CBO Teórico-Prática - Prova de Imagens da Oftalmologia — Prova 2024
Paciente do sexo feminino, 42 anos, frequentemente comparece ao pronto-socorro queixando-se sempre de dor, lacrimejamento, sensação de areia, sensibilidade à luz e embaçamento visual, ora num olho, ora no outro, havendo períodos de semanas ou meses com desaparecimento dos sintomas, Nega traumatismo ocular prévio. A observação das lesões e a tomografia do segmento anterior são semelhantes em ambos os olhos e podem ser observadas a seguir. Com relação ao caso, é correto afirmar:
Distrofia de Membrana Basal Epitelial → Maioria assintomática; minoria com erosões.
A EBMD é a distrofia anterior mais comum; embora cause mapas e pontos na córnea, a maioria dos pacientes não apresenta sintomas clínicos.

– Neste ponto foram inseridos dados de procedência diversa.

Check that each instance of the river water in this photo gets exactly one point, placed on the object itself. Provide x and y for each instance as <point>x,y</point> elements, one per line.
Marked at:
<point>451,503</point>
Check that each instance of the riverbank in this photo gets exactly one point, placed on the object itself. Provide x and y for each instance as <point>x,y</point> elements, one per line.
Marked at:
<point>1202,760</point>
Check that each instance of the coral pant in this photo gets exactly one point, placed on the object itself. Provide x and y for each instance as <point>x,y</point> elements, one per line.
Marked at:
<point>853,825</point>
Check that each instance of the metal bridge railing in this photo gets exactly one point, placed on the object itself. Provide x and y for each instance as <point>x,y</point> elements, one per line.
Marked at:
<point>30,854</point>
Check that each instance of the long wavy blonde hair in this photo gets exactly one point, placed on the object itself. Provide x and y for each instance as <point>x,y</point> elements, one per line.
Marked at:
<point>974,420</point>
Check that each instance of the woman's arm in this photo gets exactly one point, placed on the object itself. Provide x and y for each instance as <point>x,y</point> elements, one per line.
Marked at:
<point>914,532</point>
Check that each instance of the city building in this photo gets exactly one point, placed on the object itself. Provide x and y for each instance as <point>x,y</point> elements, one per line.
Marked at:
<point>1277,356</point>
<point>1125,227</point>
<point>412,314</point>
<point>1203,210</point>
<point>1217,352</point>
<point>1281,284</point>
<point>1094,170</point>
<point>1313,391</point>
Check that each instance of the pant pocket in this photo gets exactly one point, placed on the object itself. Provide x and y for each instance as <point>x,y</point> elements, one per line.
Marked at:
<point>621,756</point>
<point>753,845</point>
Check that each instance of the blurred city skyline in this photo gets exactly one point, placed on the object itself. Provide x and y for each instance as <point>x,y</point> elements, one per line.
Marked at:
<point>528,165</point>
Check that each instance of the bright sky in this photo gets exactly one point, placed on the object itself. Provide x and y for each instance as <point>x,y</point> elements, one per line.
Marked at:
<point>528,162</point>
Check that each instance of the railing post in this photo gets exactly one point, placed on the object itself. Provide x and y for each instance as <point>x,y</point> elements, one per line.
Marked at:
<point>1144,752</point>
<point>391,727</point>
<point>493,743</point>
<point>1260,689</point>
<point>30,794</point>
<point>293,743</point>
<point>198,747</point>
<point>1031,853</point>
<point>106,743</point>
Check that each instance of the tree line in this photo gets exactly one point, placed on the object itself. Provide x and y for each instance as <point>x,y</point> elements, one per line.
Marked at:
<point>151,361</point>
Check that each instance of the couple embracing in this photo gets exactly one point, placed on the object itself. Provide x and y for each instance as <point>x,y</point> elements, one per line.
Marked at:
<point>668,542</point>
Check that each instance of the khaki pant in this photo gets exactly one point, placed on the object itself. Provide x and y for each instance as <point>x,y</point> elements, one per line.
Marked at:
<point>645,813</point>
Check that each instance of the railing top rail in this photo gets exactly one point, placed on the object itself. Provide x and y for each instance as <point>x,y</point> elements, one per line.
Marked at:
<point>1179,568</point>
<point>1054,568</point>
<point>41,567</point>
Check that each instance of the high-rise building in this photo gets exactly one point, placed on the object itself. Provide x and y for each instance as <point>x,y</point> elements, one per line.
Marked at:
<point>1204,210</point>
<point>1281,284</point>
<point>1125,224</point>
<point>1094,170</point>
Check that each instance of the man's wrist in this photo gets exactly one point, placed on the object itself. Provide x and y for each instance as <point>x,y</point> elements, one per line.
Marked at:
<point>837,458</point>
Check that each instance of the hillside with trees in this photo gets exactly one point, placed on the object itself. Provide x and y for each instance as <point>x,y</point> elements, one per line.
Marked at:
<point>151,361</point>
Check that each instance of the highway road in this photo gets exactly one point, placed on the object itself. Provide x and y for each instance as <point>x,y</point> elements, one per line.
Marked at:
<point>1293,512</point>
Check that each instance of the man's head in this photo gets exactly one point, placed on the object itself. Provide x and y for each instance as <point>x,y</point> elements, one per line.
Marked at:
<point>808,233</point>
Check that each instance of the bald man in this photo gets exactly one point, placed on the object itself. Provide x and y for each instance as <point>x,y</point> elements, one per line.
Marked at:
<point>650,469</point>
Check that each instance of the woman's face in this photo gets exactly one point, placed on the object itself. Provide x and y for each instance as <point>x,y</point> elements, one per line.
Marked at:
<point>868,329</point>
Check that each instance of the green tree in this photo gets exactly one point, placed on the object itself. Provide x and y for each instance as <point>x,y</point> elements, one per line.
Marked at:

A Distrofia da Membrana Basal Epitelial (EBMD), também conhecida como distrofia de Cogan ou Map-Dot-Fingerprint, é a distrofia corneana anterior mais frequente. Fisiopatologicamente, ocorre uma síntese anormal da membrana basal epitelial, que se torna redundante e se projeta para o epitélio. Embora a maioria dos pacientes seja assintomática, ela é uma causa importante de erosões epiteliais recorrentes dolorosas. O diagnóstico é clínico, mas a tomografia de segmento anterior e a microscopia confocal podem auxiliar na visualização das irregularidades da membrana e dos microcistos. É fundamental diferenciar esta condição de degenerações corneanas ou ceratopatias induzidas por drogas. Diferente de outras distrofias, a EBMD muitas vezes não apresenta um padrão de herança mendeliana claro, sendo frequentemente considerada esporádica ou com penetrância variável em famílias.
A Distrofia da Membrana Basal Epitelial (EBMD), ou Map-Dot-Fingerprint, é caracterizada por uma membrana basal epitelial anormal, espessada e redundante que se projeta para dentro do epitélio corneano. Ao exame de lâmpada de fenda, observam-se opacidades geográficas (mapas), microcistos epiteliais (pontos ou dots) e linhas concêntricas (impressões digitais ou fingerprints). Essas alterações resultam de uma adesão deficiente entre o epitélio e a membrana basal, o que predispõe à formação de cistos e ao desprendimento epitelial espontâneo.
Embora seja a distrofia corneana mais comum, a grande maioria dos pacientes com EBMD permanece assintomática durante toda a vida, sendo o diagnóstico um achado ocasional de exame. No entanto, cerca de 10% dos pacientes desenvolvem erosões corneanas recorrentes, que se manifestam como episódios súbitos de dor ocular intensa, lacrimejamento e fotofobia, geralmente ao acordar. Além disso, as irregularidades na superfície corneana podem causar astigmatismo irregular e embaçamento visual, que muitas vezes flutua ao longo do dia.
O tratamento é reservado para pacientes sintomáticos. Para erosões recorrentes, o manejo inicial inclui lubrificantes oculares, pomadas hipertônicas (cloreto de sódio 5%) para reduzir o edema epitelial e melhorar a adesão, ou lentes de contato terapêuticas. Em casos recalcitrantes, procedimentos como desbridamento epitelial, punção estromal anterior ou ceratectomia fototerapêutica (PTK) com laser de excimer podem ser indicados para promover uma cicatrização mais estável da membrana basal. Casos assintomáticos não requerem tratamento.